Hello everybody I just got two new budgies that are 8 weeks old I’m inlove with them. Still in the process of taming them however I Would love to know if anyone here could be able to tell me the gender of them Thank you


----------



## StarlingWings (Mar 15, 2013)

Hi there and :welcome: to the forums!

You have two sweet budgie girls  They're adorable! What are their names? 

It's great to have you here; you've come to the best possible place to learn everything you need to know about the best of budgie care practices. Please be sure to read through the forums' many budgie articles and "stickies" (threads "stuck" to the top of each subform for easy reference) to ensure you're up to date on everything! 

If you have any questions after doing so, please be sure to ask as we'd love to help! 

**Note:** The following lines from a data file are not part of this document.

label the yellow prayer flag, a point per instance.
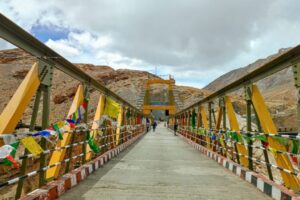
(32, 146)
(112, 108)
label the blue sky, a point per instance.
(195, 41)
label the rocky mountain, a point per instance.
(278, 91)
(15, 63)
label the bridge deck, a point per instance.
(162, 166)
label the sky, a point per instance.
(196, 41)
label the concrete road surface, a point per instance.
(163, 166)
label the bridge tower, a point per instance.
(169, 107)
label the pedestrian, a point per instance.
(154, 124)
(175, 127)
(147, 124)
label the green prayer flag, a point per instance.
(91, 141)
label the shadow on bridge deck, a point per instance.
(162, 166)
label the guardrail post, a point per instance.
(84, 137)
(296, 70)
(249, 128)
(32, 126)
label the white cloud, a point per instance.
(63, 47)
(189, 39)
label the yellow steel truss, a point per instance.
(59, 155)
(268, 126)
(234, 125)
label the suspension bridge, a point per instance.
(201, 152)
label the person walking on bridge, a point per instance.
(154, 124)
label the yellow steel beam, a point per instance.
(118, 131)
(205, 124)
(219, 119)
(234, 125)
(198, 118)
(59, 155)
(154, 107)
(159, 81)
(15, 108)
(268, 126)
(95, 125)
(204, 118)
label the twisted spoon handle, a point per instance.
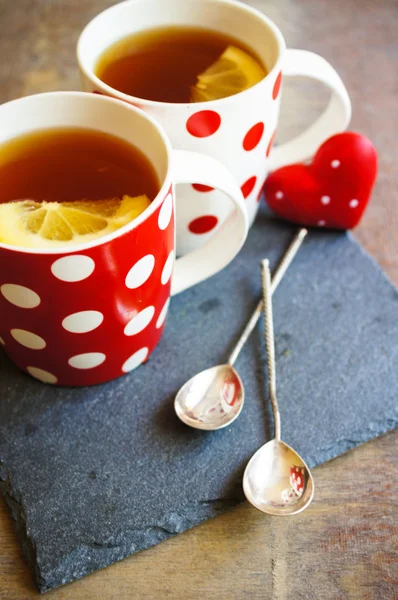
(279, 273)
(270, 341)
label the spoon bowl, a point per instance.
(212, 399)
(277, 481)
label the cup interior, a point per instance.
(225, 16)
(89, 111)
(99, 113)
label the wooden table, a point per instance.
(346, 544)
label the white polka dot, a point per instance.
(141, 272)
(163, 314)
(42, 375)
(83, 322)
(135, 360)
(87, 361)
(20, 296)
(28, 339)
(73, 268)
(140, 321)
(168, 268)
(165, 212)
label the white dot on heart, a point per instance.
(140, 272)
(89, 360)
(28, 339)
(140, 321)
(73, 268)
(168, 268)
(135, 360)
(83, 321)
(20, 296)
(162, 315)
(42, 375)
(165, 212)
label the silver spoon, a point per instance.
(276, 480)
(214, 398)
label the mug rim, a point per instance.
(90, 74)
(141, 218)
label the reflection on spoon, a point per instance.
(276, 480)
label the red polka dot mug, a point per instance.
(85, 314)
(238, 130)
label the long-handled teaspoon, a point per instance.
(276, 480)
(214, 398)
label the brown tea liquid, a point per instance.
(68, 164)
(162, 64)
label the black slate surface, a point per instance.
(92, 475)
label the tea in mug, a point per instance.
(70, 186)
(179, 64)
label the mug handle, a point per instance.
(333, 120)
(224, 245)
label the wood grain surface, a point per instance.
(345, 546)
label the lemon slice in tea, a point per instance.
(233, 72)
(31, 224)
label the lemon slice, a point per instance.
(233, 72)
(31, 224)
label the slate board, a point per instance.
(92, 475)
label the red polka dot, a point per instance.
(248, 186)
(203, 224)
(270, 144)
(253, 136)
(203, 123)
(277, 86)
(199, 187)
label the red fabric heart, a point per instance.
(332, 191)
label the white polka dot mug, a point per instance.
(238, 130)
(85, 314)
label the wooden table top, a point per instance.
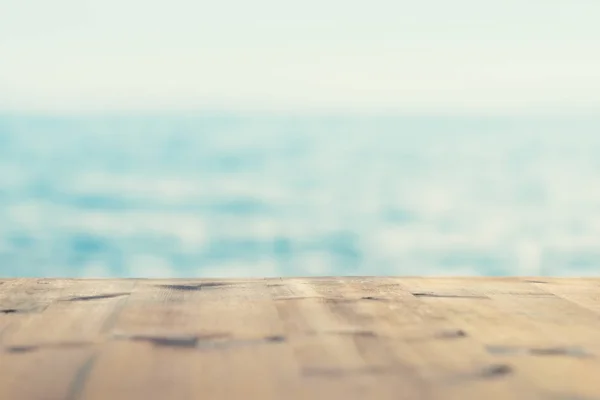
(300, 338)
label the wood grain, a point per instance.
(300, 338)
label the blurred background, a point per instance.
(182, 139)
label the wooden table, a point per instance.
(302, 338)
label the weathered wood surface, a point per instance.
(321, 338)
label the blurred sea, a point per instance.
(286, 196)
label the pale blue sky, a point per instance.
(393, 55)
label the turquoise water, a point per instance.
(286, 196)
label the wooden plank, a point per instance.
(300, 338)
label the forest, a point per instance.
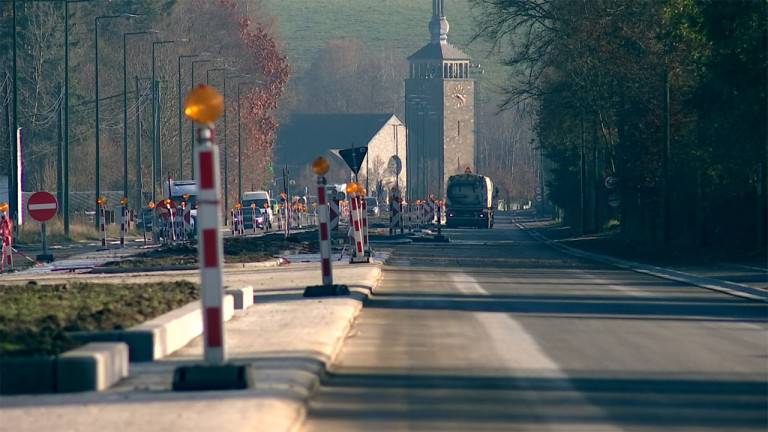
(62, 49)
(650, 113)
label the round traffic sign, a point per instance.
(42, 206)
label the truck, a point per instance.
(263, 203)
(469, 200)
(183, 191)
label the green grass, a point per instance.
(35, 320)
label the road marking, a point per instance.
(44, 206)
(527, 355)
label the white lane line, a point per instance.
(527, 354)
(44, 206)
(633, 291)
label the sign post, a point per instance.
(203, 105)
(42, 206)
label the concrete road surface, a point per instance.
(496, 332)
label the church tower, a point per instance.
(439, 112)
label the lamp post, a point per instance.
(97, 174)
(156, 150)
(225, 147)
(239, 141)
(125, 110)
(191, 87)
(181, 110)
(15, 186)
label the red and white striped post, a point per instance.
(356, 225)
(325, 232)
(253, 217)
(123, 226)
(364, 218)
(210, 254)
(103, 221)
(6, 236)
(320, 166)
(204, 105)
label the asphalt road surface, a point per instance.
(495, 331)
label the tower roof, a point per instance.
(438, 48)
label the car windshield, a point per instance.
(259, 203)
(191, 199)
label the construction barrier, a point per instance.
(103, 224)
(358, 253)
(122, 225)
(364, 219)
(210, 253)
(6, 237)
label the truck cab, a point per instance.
(263, 202)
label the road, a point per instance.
(495, 331)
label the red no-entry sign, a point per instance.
(42, 206)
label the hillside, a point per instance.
(393, 25)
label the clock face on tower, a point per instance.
(459, 95)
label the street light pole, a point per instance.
(239, 141)
(225, 147)
(97, 174)
(156, 150)
(125, 110)
(192, 133)
(181, 109)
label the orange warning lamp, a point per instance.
(320, 166)
(204, 104)
(354, 187)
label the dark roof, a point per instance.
(306, 136)
(437, 51)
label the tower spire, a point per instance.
(438, 25)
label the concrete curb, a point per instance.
(274, 262)
(167, 333)
(730, 288)
(92, 367)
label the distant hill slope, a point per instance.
(396, 25)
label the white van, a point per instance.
(260, 198)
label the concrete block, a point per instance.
(213, 377)
(159, 337)
(92, 367)
(243, 297)
(167, 333)
(27, 375)
(326, 290)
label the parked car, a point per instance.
(262, 201)
(261, 219)
(372, 205)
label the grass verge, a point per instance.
(35, 320)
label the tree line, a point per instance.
(234, 49)
(651, 113)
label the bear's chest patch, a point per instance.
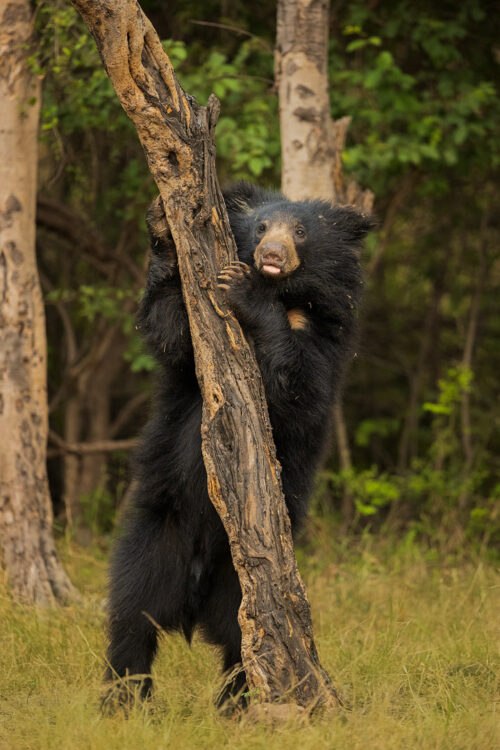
(298, 319)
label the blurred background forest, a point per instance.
(421, 399)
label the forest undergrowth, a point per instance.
(409, 635)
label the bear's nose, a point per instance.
(273, 252)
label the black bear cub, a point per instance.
(294, 290)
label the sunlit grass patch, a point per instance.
(411, 641)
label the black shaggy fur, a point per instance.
(172, 566)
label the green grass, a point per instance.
(411, 641)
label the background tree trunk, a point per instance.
(311, 142)
(29, 555)
(278, 651)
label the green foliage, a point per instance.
(415, 98)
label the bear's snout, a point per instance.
(273, 252)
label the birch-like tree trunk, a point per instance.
(28, 553)
(311, 142)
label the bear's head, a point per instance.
(285, 240)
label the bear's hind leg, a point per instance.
(148, 585)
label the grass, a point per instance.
(410, 639)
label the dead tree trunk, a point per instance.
(311, 142)
(278, 651)
(33, 569)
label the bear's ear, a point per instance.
(351, 224)
(243, 197)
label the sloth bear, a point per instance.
(294, 290)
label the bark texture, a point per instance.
(278, 651)
(304, 104)
(311, 142)
(28, 552)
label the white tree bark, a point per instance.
(26, 541)
(301, 73)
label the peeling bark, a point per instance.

We hope to see you around here :wave:


----------



## Sosska (Aug 1, 2020)

Oh my god. I’m so excited to know they are two girls. However I noticed the winter ( the white one ) keeps biting zesty leg ( the green one ) and push her off the perch then when zesty goes to another perch winter follows her then repeats the same thing
Do you have any idea why is this happening 
And thank you so much for the reply 
Appreciate it


----------



## FaeryBee (May 9, 2011)

*Your little girls are lovely. 

Winter may be trying to show her dominance over Zesty but you are going to need to keep an eye on them. If there is continual bullying, then the two will need to be housed in separate cages.*


----------